Chronique

Jean-Luc Katchoura & Michele Hyk-Farlow

Tal Farlow : un accord parfait (A Life In Jazz Guitar)

Encore une fois associés à Philippe Ghielmetti & Roman Gigou pour le graphisme, Arnaud Boubet et « Paris Jazz Corner » se font éditeurs, et quel livre que cette biographie illustrée de l’immense guitariste (1921-1998) ! Tirage limité à 1100 exemplaires avec CD en prime, 344 pages, format 22 x 27, couverture cartonnée. Les auteurs : Jean-Luc Katchoura - qui s’explique en page 5 sur les circonstances qui l’ont amené à rencontrer Tal Farlow, puis à devenir son ami, et donc à écrire ce livre - avec Michele Hyk-Farlow, veuve du guitariste, qui n’est sans doute pas pour rien dans tout ça et surtout dans le fait (rare !) que cette édition est bilingue. Si seulement nos amis anglais et américains pouvaient en prendre de la graine…
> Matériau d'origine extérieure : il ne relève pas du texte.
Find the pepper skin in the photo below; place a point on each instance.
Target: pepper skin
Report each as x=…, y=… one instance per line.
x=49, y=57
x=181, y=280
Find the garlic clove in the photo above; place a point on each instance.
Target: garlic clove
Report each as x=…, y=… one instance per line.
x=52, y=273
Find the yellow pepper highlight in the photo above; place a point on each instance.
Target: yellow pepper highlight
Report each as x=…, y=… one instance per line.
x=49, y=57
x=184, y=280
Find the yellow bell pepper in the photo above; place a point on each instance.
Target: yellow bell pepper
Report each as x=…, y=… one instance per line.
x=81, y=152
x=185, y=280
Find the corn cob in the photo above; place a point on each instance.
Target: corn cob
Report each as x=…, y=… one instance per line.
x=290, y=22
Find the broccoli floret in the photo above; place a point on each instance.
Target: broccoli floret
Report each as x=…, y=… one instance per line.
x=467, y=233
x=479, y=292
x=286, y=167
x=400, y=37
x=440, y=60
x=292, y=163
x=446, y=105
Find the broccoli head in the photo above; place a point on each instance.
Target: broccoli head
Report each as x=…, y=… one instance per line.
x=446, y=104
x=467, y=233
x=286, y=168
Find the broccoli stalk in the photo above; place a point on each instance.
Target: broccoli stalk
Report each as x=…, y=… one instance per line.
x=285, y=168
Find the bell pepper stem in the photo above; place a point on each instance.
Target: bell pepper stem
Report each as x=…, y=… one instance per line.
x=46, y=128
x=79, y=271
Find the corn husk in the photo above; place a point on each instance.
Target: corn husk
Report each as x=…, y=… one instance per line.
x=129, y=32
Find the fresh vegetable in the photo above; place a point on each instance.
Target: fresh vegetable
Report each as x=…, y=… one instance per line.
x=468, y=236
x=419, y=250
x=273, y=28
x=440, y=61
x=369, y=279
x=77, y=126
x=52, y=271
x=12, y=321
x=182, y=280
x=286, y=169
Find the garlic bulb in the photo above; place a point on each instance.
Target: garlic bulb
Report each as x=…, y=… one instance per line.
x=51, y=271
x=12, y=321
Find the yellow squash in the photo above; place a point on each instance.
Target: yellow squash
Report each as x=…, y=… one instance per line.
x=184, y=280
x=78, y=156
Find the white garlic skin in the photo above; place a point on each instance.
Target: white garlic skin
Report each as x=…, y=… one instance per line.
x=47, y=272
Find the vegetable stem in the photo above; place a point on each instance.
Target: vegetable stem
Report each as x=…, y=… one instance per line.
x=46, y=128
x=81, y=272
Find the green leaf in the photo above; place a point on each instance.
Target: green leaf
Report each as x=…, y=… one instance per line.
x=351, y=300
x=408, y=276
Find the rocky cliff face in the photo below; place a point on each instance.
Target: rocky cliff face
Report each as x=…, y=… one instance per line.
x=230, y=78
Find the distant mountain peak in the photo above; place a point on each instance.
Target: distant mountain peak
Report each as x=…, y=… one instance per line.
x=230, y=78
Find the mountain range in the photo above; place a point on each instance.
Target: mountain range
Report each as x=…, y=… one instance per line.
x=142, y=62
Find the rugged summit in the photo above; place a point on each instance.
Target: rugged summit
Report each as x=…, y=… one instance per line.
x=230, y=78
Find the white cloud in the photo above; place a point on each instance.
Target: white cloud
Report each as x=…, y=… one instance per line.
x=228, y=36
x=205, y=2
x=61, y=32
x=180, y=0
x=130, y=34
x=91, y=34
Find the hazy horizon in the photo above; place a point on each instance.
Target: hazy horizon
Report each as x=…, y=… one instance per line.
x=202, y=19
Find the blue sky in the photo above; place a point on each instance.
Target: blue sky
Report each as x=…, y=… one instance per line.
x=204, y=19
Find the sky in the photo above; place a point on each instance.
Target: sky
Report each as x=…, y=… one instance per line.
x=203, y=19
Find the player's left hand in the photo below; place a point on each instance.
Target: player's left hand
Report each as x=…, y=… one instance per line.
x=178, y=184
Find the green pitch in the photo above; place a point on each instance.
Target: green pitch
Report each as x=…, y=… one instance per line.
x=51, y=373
Ce livre ravira d’abord ceux, et ils sont nombreux, qui aiment la musique de Tal, né Talmadge ou Talmage, un nom prédestiné dans notre langue, car qui pourrait penser que c’est sans quelque magie qu’un autodidacte a pu mettre au point une technique de guitare pareille ? Immense, dans tous les sens du terme, et d’abord physiquement. Ses confrères et amis (de Jim Hall à Barney Kessel en passant par Charlie Byrd et Jimmy Raney) aimaient et enviaient chez lui sa grande taille, son look de séducteur et ses mains immenses, au point qu’on finit par se demander si elles lui ont été un atout ou un obstacle ! Avec tous ces dons, une gentillesse extrême, une modestie non feinte, une capacité très impressionnante à accueillir ce qui vient, et un désir de jouir de la vie en père peinard, dans sa maison de Sea Bright, près de l’océan et de ses lieux de pêche préférés. Ne rechignant aucunement aux tournées et enregistrements, c’est à dire au travail, mais pas stakhanoviste du tout (il ne perdit presque jamais contact avec son premier métier de peintre en lettres), il préféra toujours les humains à la réussite, la carrière. Avec quand même, au-delà et en point de mire, l’obsession de la musique, et de la guitare.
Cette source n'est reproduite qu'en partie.